Sir Cassmob is knighted for services to genealogy.

As I found gaps in the story I chased down more clues, did more research, and phoned more people. I’m proud of all the research, determination and sheer persistence that went into writing up this story, including challenging my reluctance to contact formerly unknown relatives.

Like the Oscars I have to acknowledge that many people helped me along the way with their stories, photos etc, but my greatest debt is to Mr Cassmob, who got a Family Knighthood for Services to Genealogy! I’ve said many times, either the book wouldn’t have been written or I’d have been much thinner.

Sir Cassmob receives his award.

When I first held my “baby” in my hands I was just so thrilled and besotted. Now of course I can see its flaws, mistakes, and things I could have done differently, but even so it was, and remains, an achievement to be proud of.

THE END RESULT

The book was launched by one of my distant O’Brien cousins, who always tells me “oh you’re wonderful” but what she really means is that I’m quite mad to keep doing all this family history. We launched the book in Toowoomba not far from where the family had lived for many years and as far as is known it was the first Kunkel family reunion in close to 100 years.

A mob of Kunkels chatting hammer and tongs.

It was a great day and there was a non-step level of chatter even among people who’d never met before. Many were astonished to discover they had Kunkel ancestry and everyone appreciated learning more of the story. The genealogy chart stretched along the walls and everybody had fun finding their name. Another great thing, retrospectively, is that quite a number of the third generation of Kunkel descendants were able to attend even though in their eighties or nineties Many have now left us so it was a special privilege to have them there. The reunion and all the pleasure people got from it and from the book was definitely the icing on the cake.

My beautiful Alexander Henderson Award was hand-delivered to the GSNT.

The glitter on the cake was winning two awards for the book. I was so proud to be joint-winner of Queensland Family History Society’s annual award with Joyce Philips’s book The Wrights of Tivoli.  And then to my utter astonishment I also won the Alexander Henderson Award from the Australian Institute of Genealogical Studies.  I was over the moon with excitement and pride as you might imagine.

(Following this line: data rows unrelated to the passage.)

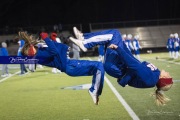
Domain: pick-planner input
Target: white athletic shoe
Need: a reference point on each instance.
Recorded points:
(3, 75)
(54, 70)
(78, 34)
(78, 43)
(94, 97)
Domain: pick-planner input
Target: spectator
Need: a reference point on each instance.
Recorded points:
(4, 52)
(22, 66)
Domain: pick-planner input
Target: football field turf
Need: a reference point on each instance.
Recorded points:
(43, 95)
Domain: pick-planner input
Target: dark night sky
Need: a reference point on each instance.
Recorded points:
(40, 12)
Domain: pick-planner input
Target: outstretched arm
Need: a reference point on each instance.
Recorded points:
(49, 43)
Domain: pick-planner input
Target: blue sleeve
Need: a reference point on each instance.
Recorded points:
(51, 46)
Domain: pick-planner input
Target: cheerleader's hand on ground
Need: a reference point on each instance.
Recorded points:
(113, 46)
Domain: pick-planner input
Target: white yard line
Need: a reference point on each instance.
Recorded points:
(121, 99)
(9, 77)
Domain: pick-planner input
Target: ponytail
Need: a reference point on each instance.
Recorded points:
(160, 98)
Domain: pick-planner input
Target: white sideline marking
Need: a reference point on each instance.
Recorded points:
(121, 99)
(9, 77)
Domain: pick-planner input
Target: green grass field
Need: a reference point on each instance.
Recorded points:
(39, 96)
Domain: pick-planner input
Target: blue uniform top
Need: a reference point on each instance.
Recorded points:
(138, 75)
(55, 55)
(101, 50)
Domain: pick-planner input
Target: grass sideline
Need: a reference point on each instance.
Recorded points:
(39, 96)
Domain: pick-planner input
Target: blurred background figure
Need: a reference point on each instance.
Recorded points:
(136, 46)
(22, 66)
(101, 50)
(176, 45)
(4, 52)
(124, 37)
(76, 51)
(128, 43)
(55, 38)
(170, 45)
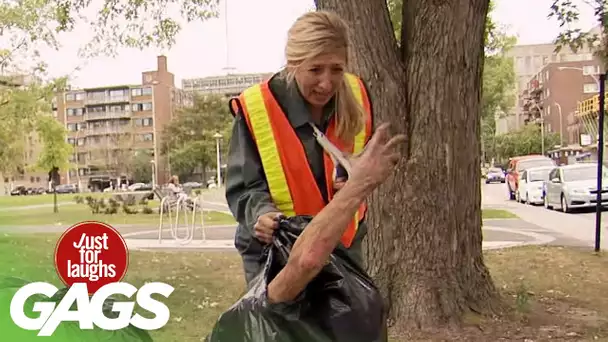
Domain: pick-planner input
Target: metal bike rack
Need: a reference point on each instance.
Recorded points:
(182, 209)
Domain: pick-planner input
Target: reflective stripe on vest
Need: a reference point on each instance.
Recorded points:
(291, 183)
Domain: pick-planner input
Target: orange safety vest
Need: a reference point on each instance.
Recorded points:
(283, 157)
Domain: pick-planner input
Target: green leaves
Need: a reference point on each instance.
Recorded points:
(567, 13)
(523, 142)
(56, 151)
(23, 103)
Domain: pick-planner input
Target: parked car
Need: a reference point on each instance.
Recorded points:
(573, 186)
(518, 164)
(495, 175)
(19, 191)
(66, 189)
(530, 184)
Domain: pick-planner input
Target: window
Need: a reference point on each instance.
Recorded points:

It’s very counter-cultural to blow one’s own trumpet, certainly in Australia where there’s an absolute dislike of people who puff themselves up, so it feels very brazen to be telling this story.

There’s something special about knowing you’re leaving a family history for posterity and that you’ve opened up your family’s story to many family members. It’s certainly one of my proudest moments.  So if you’ve been thinking of writing your own family history, give it a go and don’t let the fear stop you. I guarantee you will be so pleased to have provided this inheritance for generations to come.